Bowman and North giving Keynotes at ISVC 2022
October 3, 2022
The International Symposium on Visual Computing (ISVC) provides a common forum for researchers, scientists, engineers and practitioners throughout the world to present their latest research findings, ideas, developments and applications in visual computing. Papers highlight contributions to the state of the art and state of the practice in the four central areas of visual computing: computer vision, computer graphics, virtual reality, and visualization. ISVC runs October 3-5, 2022 in San Diego, California.
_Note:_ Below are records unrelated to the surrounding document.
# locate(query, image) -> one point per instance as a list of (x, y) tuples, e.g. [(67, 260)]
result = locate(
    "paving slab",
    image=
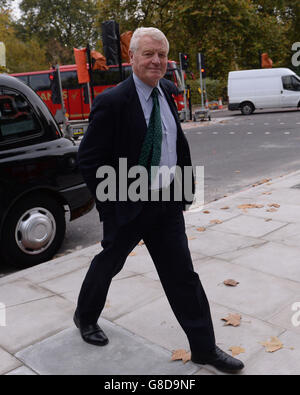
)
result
[(21, 291), (258, 294), (203, 218), (160, 326), (57, 268), (277, 259), (285, 213), (282, 362), (129, 294), (213, 242), (249, 226), (7, 361), (22, 371), (31, 322), (288, 235), (126, 353), (289, 316)]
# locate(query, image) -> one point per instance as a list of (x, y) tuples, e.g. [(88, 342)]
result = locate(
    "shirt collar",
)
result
[(145, 89)]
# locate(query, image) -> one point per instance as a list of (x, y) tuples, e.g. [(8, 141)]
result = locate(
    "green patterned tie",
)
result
[(153, 140)]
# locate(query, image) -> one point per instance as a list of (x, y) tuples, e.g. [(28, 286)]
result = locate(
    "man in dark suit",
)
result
[(138, 121)]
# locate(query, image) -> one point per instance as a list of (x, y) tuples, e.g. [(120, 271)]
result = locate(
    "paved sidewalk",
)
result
[(258, 247)]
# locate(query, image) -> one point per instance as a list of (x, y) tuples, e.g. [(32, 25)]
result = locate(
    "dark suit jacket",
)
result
[(117, 129)]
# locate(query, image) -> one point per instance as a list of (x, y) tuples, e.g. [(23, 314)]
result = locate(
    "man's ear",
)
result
[(131, 56)]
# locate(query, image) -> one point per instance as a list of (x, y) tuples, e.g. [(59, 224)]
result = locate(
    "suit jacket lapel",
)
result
[(137, 122)]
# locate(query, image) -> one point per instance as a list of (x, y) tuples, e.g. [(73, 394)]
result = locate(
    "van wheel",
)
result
[(33, 231), (247, 108)]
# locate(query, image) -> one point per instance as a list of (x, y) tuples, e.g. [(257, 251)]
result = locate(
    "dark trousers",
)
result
[(161, 226)]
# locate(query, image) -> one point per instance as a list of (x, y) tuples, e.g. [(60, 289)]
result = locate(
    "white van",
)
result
[(263, 88)]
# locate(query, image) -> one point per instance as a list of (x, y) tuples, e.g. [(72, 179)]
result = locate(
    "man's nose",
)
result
[(156, 59)]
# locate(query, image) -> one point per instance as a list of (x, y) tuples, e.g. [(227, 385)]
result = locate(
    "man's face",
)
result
[(150, 60)]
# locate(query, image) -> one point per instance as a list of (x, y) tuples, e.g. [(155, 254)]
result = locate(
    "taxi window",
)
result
[(39, 82), (17, 119)]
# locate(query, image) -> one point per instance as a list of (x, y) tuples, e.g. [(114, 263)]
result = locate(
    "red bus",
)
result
[(76, 105)]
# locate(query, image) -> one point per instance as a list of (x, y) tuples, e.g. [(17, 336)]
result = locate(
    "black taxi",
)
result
[(39, 178)]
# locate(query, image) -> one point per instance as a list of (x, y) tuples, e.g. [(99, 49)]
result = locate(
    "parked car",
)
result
[(39, 178), (263, 88)]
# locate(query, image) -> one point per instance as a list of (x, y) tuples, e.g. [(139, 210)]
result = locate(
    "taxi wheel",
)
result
[(34, 231)]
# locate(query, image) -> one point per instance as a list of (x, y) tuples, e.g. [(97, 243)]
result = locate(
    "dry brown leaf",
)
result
[(181, 354), (236, 350), (231, 282), (201, 229), (232, 319), (273, 345), (265, 180), (250, 205), (276, 205)]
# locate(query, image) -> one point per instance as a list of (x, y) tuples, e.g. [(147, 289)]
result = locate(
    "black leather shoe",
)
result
[(219, 359), (92, 333)]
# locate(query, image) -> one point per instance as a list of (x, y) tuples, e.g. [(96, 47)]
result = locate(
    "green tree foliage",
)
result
[(21, 55), (231, 33), (60, 25)]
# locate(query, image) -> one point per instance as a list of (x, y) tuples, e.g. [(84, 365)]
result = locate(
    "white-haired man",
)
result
[(138, 120)]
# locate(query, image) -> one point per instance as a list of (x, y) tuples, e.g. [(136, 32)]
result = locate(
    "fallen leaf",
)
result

Doug A. Bowman is the Frank J. Maher Professor of Computer Science and Director of the Center for Human-Computer Interaction at Virginia Tech. He is the principal investigator of the 3D Interaction Group, focusing on user experience and user interface design for virtual reality and augmented reality systems.
Doug Bowman keynote: Designing Augmented Reality for the Future of Work.
Augmented Reality (AR) technology has improved significantly in recent years, to the point where it is expected that major technology companies will release consumer-focused AR glasses in the near future. Technical challenges in optics, power, and tracking remain, but are solvable. But what will we use these AR glasses for, and how will they provide value? In this talk, I will argue that some of the most impactful applications of future AR glasses will be those that transform the way we work. Using examples from my research on AR for knowledge work and intelligent AR for construction work, I will explain why user experience considerations are crucial to the adoption of AR for future work. Studying the design of these applications today will lead to guidelines that can help ensure the success of AR for the future of work tomorrow.
Chris North is a Professor of Computer Science at Virginia Tech in Blacksburg, VA. He is Associate Director of the Sanghani Center for AI and Data Analytics, and he leads the Visual Analytics research group. His research and education agenda seek to enable effective human-AI interaction for big data analysis.
Human-AI interaction plays a crucial role in visual analytics, enabling analysts to use AI to help analyze data. In support of this goal, explainable-AI visualizations seek to unmask the underlying details of black box AI learning algorithms, enabling human analysts to understand algorithmic state and results. However, to truly enable human-AI interaction, we will argue that there exists a second black box representing the cognitive process of the user, containing information which must be communicated to the algorithm. Using this “Two Black Boxes” problem as motivation, we propose a design philosophy for human-AI interaction. We discuss usability challenges associated with each phase of communication between the pair of cooperatively-learning entities and the benefits that emerge from opening the black boxes of human and AI for data analysis tasks.